JAKARTA - Ketua Fraksi PDIP DPRD DKI Jakarta Gembong Warsono menjelaskan alasan dirinya mengkritik Penjabat (Pj) Gubernur DKI Jakarta Heru Budi Hartono dalam pertemuan di ruang Fraksi PDIP DPRD DKI.
Gembong mengungkapkan, meski Heru ditunjuk sebagai Pj Gubernur oleh Presiden Joko Widodo, bukan berarti PDIP selalu akan mendukung kebijakan Heru.
"Kami Fraksi PDI Perjuangan, kan, kritis konstruktif. Jadi, kita enggak (mendukung) membabi buta," kata Gembong saat dihubungi, Kamis, 22 Desember.
Bila Heru mengeluarkan kebijakan yang berpihak pada kemajuan Jakarta, PDIP ditegaskan Gembong akan memberi dukungan penuh. Sebaliknya, jika kebijakan Heru tidak berpihak pada warga Jakarta, PDIP tentu akan melontarkan kritikan.
"Kepentingan kita sebagai anggota dewan yang punya fungsi pengawasan. Maka, fungsi ini kita maksimalkan dalam rangka, mengawal pemerintahan DKI Jakarta ke depan agar kebijakan-kebijakan yang diputuskan oleh Pj Gubernur berpihak kepada kemajuan dan kepentingan masyarakat Jakarta," jelas Gembong.
Saat Heru mengunjungi ruangan Fraksi PDIP di gedung DPRD DKI untuk bersilaturahmi Gembong menyemprotnya. Gembong menilai komunikasi publik Pemprov DKI Jakarta tidak cukup baik selama menjabat dua bulan terakhir.
"Yang menjadi kegelisahan Fraksi PDIP soal komunikasi publik Pak Pj yang relatif lemah, sehingga kebijakan yang dimunculkan Pak Pj menimbulkan kegaduhan," kata Gembong di ruang Fraksi PDIP, Senin, 19 Desember.
BACA JUGA:
Gembong menyoroti dua masalah. Pertama, soal keputusan Heru membatasi usia penyedia jasa lainnya perorangan (PJLP) yang bekerja di lingkungan Pemprov DKI Jakarta maksimal 56 tahun.

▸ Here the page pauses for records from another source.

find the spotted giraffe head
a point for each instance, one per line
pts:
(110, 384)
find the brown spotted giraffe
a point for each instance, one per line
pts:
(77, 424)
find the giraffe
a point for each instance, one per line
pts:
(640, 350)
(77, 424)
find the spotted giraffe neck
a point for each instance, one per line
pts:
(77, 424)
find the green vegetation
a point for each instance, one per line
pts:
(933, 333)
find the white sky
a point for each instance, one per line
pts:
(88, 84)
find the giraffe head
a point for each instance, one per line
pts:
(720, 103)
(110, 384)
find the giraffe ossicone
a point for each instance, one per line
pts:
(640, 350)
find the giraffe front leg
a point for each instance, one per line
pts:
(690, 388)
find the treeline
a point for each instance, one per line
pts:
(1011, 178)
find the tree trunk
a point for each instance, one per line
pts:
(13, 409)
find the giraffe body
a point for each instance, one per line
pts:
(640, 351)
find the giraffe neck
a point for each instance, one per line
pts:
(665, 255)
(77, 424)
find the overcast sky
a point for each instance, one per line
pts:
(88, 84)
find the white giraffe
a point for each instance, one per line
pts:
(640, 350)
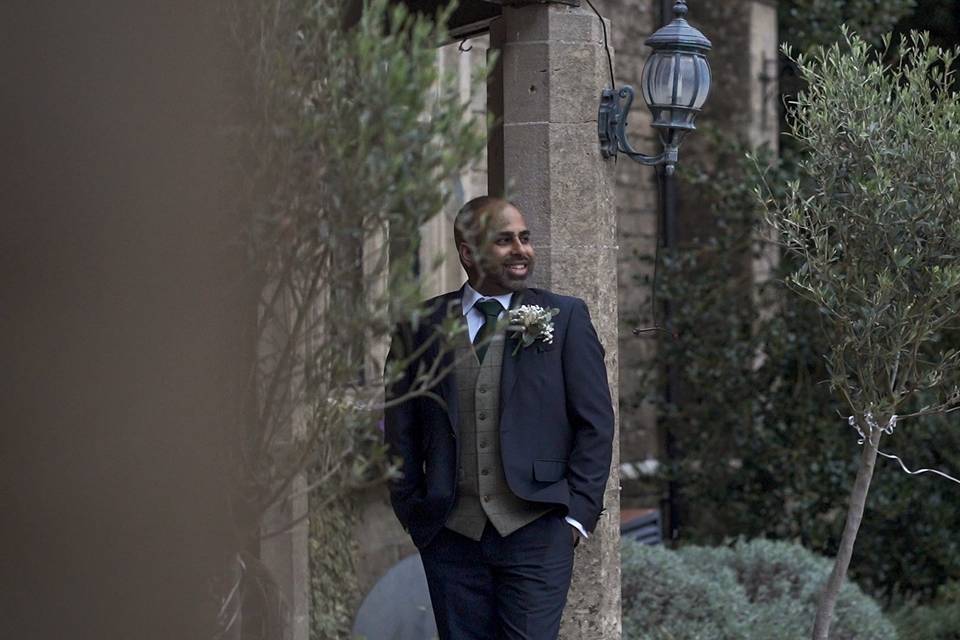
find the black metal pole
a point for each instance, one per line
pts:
(668, 216)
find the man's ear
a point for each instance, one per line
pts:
(466, 254)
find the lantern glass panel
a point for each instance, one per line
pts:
(657, 80)
(703, 77)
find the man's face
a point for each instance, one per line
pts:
(504, 261)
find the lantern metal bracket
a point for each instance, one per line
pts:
(611, 127)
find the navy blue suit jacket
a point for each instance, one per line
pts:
(556, 419)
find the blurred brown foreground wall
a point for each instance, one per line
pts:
(117, 330)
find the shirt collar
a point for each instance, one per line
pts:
(471, 297)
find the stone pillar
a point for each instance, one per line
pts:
(544, 155)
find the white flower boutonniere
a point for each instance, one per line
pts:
(531, 323)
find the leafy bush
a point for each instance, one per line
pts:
(755, 590)
(937, 621)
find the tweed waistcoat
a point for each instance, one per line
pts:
(482, 490)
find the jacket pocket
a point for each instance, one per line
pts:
(549, 470)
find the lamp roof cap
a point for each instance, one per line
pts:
(679, 33)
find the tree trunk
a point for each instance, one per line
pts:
(858, 500)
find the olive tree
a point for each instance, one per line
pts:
(873, 226)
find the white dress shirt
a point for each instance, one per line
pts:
(475, 320)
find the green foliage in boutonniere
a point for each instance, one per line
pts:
(531, 323)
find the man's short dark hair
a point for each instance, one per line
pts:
(474, 218)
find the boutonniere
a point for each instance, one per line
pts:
(531, 323)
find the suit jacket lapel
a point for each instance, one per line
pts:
(513, 364)
(447, 389)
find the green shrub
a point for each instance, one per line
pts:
(939, 620)
(666, 599)
(757, 590)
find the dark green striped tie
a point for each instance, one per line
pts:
(491, 310)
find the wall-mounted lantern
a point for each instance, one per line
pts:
(676, 82)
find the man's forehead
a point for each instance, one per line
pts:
(509, 219)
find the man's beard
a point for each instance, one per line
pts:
(501, 275)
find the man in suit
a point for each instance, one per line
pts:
(504, 461)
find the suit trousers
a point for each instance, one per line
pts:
(501, 588)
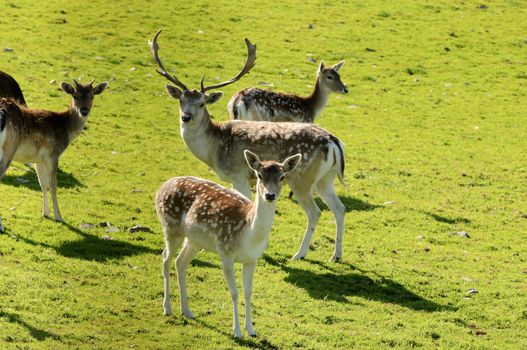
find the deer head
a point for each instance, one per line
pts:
(270, 174)
(83, 95)
(329, 78)
(193, 103)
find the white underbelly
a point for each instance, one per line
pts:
(29, 153)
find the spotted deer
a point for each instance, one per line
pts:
(9, 88)
(221, 146)
(40, 136)
(204, 215)
(258, 104)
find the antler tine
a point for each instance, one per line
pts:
(154, 47)
(249, 63)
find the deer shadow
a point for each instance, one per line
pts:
(447, 220)
(36, 333)
(30, 180)
(350, 203)
(251, 342)
(338, 286)
(91, 247)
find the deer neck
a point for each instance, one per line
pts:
(76, 122)
(262, 219)
(200, 139)
(318, 98)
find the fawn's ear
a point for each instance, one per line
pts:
(213, 98)
(67, 88)
(252, 160)
(339, 65)
(97, 90)
(173, 91)
(290, 163)
(321, 67)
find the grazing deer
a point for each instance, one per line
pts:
(39, 136)
(221, 147)
(208, 216)
(10, 88)
(258, 104)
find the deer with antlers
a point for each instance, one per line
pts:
(208, 216)
(258, 104)
(9, 88)
(40, 136)
(221, 147)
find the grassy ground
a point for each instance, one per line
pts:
(435, 135)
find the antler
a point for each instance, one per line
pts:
(249, 63)
(155, 48)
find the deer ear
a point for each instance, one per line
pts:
(321, 67)
(67, 88)
(100, 88)
(338, 66)
(214, 97)
(252, 160)
(290, 163)
(173, 91)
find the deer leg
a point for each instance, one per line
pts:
(172, 242)
(230, 278)
(326, 190)
(5, 161)
(248, 273)
(52, 167)
(43, 180)
(184, 258)
(305, 199)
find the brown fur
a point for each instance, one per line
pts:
(219, 209)
(41, 128)
(271, 141)
(10, 88)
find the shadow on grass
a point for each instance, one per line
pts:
(250, 342)
(350, 203)
(91, 247)
(64, 180)
(447, 220)
(38, 334)
(338, 286)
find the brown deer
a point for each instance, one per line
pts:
(258, 104)
(10, 88)
(40, 136)
(221, 147)
(204, 215)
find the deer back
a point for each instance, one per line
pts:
(203, 209)
(273, 141)
(265, 105)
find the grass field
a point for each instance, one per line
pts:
(435, 131)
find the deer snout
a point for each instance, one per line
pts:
(84, 111)
(270, 196)
(186, 117)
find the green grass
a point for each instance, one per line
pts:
(435, 134)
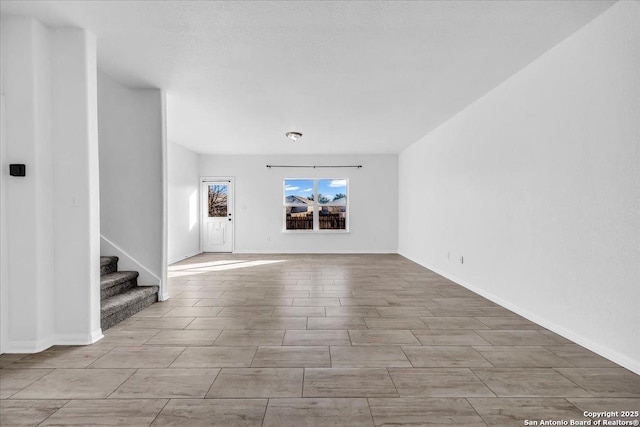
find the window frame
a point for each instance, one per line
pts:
(315, 206)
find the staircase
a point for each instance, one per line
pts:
(120, 295)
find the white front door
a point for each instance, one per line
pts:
(217, 216)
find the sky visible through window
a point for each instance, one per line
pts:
(328, 188)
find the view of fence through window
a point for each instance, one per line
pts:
(315, 204)
(217, 201)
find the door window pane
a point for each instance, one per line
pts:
(298, 191)
(332, 191)
(217, 201)
(299, 218)
(333, 218)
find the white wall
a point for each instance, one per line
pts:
(537, 185)
(130, 124)
(258, 202)
(76, 184)
(184, 199)
(50, 277)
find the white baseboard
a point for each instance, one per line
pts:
(622, 360)
(177, 259)
(127, 263)
(332, 251)
(59, 339)
(28, 346)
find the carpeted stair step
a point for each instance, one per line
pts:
(123, 305)
(118, 282)
(108, 264)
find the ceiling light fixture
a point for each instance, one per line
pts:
(294, 136)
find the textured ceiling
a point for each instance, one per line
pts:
(353, 77)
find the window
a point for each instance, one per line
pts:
(315, 204)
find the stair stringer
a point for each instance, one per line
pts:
(127, 263)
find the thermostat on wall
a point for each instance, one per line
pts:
(17, 170)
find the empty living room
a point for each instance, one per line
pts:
(320, 213)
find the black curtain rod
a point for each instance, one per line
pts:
(313, 166)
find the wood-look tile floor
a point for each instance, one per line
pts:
(314, 340)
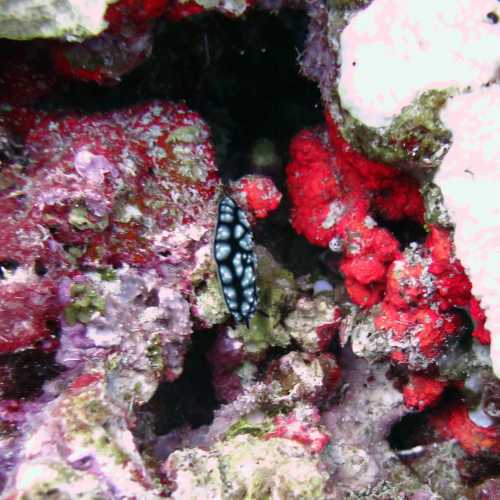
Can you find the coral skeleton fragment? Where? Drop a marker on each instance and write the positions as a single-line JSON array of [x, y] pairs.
[[235, 258]]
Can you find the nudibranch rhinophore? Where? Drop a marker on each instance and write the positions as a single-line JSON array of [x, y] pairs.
[[236, 260]]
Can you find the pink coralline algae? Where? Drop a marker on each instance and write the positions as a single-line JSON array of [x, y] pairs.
[[107, 189]]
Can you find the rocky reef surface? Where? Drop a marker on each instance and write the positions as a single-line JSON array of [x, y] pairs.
[[365, 156]]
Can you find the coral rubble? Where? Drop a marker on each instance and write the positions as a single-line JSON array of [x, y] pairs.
[[369, 365]]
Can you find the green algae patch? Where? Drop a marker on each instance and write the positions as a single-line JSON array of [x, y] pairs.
[[415, 137], [277, 296], [245, 426], [248, 468], [80, 218], [85, 301]]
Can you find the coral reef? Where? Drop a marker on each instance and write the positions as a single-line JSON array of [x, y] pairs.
[[364, 358]]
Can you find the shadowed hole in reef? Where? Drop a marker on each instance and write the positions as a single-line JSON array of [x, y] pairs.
[[190, 399], [23, 374], [406, 230]]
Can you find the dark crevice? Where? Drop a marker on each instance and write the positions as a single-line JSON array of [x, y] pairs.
[[406, 231], [414, 429], [191, 398], [23, 374]]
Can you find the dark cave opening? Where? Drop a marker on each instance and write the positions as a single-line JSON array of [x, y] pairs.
[[406, 231], [23, 374], [191, 398]]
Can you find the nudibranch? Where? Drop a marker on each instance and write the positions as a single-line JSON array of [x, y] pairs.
[[236, 260]]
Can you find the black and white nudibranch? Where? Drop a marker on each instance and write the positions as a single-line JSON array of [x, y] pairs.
[[236, 260]]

Setelah aturan baru itu terbit, Heru baru menjelaskan keputusannya untuk membatasi usia PJLP telah mengikuti regulasi dalam undang-undang yang mengatur soal ketenagakerjaan. Menurut Gembong, kebijakan Heru menimbulkan kegelisahan di masyarakat, khususnya PJLP yang berusia di atas 56 tahun.
"Soal PJLP, walaupun tujuan Pak Pj adalah sesuai dengan aturan yang ada, sesuai dengan UU, namun ini menimbulkan kegaduhan yang luar biasa. Ini rakyat kecil, yang mengais rezeki di jalanan, ibaratnya, menyapu jalanan merasa gelisah. Kami Fraksi PDI Perjuangan menilai kebijakan Pak Pj dalam hal ini sangat minus, bukan sekadar minus," cecar Gembong.
Masalah kedua yang disoroti Gembong adalah perubahan slogan Jakarta menjadi "Sukses Jakarta untuk Indonesia". Pergantian slogan ini menimbulkan kegaduhan di masyarakat.
"Kami jadi bulan-bulanan awak media karena komunikasi publiknya (Heru) yang kurang berjalan dengan baik. Ke depan, Pak Pj perlu menggerakkan seluruh potensi SKPD untuk bekerja sama, bahu membahu, apa yang disampaikan Pj harus mampu diterjemahkan oleh SKPD," papar Gembong.